8.2 Steady-State Production.
References

Preface

We routinely come into contact with and utilize plastic optical systems in our daily lives. As an illustration of this, consider the following events that may occur during a typical weekday. Traveling to work in our car, traffic signals change color to regulate the flow of vehicles. Arriving at work, as we enter the building, motion sensors turn on the hallway lights. At our desk, a fingerprint reader grants us access to our laptop computer. In the lab, we take and send pictures of the latest prototype, using the camera in our cell phone, enabling others to see the hardware. After work, stopping at the store, the bar code reader brings up the prices of our items. Back at home, we enjoy the latest movie released on DVD.

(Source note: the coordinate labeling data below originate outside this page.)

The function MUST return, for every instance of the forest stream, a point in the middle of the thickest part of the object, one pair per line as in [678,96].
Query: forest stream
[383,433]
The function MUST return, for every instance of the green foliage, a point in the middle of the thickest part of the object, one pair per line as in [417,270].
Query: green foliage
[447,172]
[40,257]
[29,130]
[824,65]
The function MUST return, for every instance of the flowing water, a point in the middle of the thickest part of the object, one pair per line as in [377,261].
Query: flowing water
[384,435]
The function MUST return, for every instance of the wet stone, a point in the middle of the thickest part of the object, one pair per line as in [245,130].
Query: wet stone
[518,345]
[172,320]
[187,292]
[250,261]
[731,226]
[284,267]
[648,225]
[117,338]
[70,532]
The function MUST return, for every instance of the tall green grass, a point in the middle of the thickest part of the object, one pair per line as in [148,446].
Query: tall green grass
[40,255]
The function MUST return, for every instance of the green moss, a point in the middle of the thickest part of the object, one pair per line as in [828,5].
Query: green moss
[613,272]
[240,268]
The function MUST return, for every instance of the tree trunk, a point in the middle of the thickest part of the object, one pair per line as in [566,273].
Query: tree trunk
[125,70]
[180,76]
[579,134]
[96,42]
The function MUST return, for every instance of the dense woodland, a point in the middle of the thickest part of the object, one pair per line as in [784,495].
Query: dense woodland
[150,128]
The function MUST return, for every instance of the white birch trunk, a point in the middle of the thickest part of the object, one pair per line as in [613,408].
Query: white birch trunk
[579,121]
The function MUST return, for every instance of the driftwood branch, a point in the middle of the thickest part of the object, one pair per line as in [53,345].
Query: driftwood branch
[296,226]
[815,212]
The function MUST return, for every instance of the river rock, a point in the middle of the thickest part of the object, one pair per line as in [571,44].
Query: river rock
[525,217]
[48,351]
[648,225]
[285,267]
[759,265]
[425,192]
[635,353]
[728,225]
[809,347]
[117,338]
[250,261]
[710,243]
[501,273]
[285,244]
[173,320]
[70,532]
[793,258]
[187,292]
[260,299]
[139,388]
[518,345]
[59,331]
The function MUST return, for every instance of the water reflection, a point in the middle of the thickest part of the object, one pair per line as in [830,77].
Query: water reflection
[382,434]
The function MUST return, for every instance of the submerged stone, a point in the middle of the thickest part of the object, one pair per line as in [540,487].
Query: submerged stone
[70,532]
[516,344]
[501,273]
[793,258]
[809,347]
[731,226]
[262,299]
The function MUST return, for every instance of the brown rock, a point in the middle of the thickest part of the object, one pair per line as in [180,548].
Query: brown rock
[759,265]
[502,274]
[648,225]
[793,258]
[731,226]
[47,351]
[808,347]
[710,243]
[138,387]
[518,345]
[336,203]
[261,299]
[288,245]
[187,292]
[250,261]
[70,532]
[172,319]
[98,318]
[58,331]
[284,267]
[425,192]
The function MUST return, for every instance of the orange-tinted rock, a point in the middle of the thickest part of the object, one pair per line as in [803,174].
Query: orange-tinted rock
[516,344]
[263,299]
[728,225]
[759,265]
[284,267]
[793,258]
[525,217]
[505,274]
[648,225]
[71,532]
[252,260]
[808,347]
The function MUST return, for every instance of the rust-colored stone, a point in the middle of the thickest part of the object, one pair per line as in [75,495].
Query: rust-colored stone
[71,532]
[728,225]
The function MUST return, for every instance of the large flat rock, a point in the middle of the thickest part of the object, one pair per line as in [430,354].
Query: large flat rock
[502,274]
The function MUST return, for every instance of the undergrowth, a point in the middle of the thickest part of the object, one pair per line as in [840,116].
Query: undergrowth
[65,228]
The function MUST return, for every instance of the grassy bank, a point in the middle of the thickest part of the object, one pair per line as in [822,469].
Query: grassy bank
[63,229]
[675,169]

All of these devices - the traffic signals, motion sensors, fingerprint reader, cell phone camera, bar code scanner, and DVD player - rely upon plastic optical systems to perform their function. As a result, there is a growing need for individuals who are knowledgeable in the design, development, and production of such systems. This tutorial text is written with this need in mind. The book is an elaboration upon the material covered in the SPIE short course "The Design of Plastic Optical Systems." It is meant to provide an overview of the design of plastic optical systems and is structured along the lines of a typical development project. Following a brief background discussion, the advantages and disadvantages of plastic optics are considered. Next, the available materials and their properties are described, as well as the issues of material selection and specification. Various manufacturing methods are reviewed, followed by a chapter on design guidelines, leading into several design examples. Following the examples, the prototyping and testing of a design is covered. Finally, bringing the design to production is discussed.

There are several groups that should be able to benefit from the material presented. The first group is optical engineers, who often have received training in optical system design, particularly with glass optics, but who are unfamiliar with the special design characteristics of plastic optics. The second group is technical management, who need to understand the advantages and limitations of plastic optical systems. The third, and by far the largest group, is engineers of other disciplines who find they need to design and develop plastic optical systems but lack the knowledge or training to do so.

The text is written at an introductory level. No familiarity with plastic optical parts, or their design, is assumed. Any background knowledge of optics and optical design will be useful, but not required, to understand most of the subjects covered. Discussions of many of the subjects covered in this text can be found distributed amongst various publicly and/or commercially available sources. There is a wealth of information on plastic optics available in articles, conference proceedings, trade journals, books, the Internet, and various patent databases. We reference many of these throughout the text and encourage the reader to utilize them as additional sources of information, knowledge, and possibly, creative inspiration.

The plastic optics industry tends to be somewhat secretive, with the details of many vendors' processes, techniques, and tooling methods considered proprietary. In spite of this, there are many well-established relationships amongst both individuals and companies in the field. It is a relatively small community, and it is not unusual for individuals to have worked for several plastic optics companies, repeatedly coming into contact with people from throughout their career. Referral to and assistance from competing companies is not uncommon. While the proprietary aspects of the field may be frustrating for some readers, not knowing all the intimate details of a particular process will not prevent the successful design of a plastic optical system.

Having completed this book, readers should understand the benefits and limitations of plastic optical systems and be able to determine if this technology is appropriate for their applications. They will have the basic knowledge to undertake the design of these systems, should they choose to do so themselves, or they will be able to have the appropriate conversations with the individuals or companies they ask to perform the work.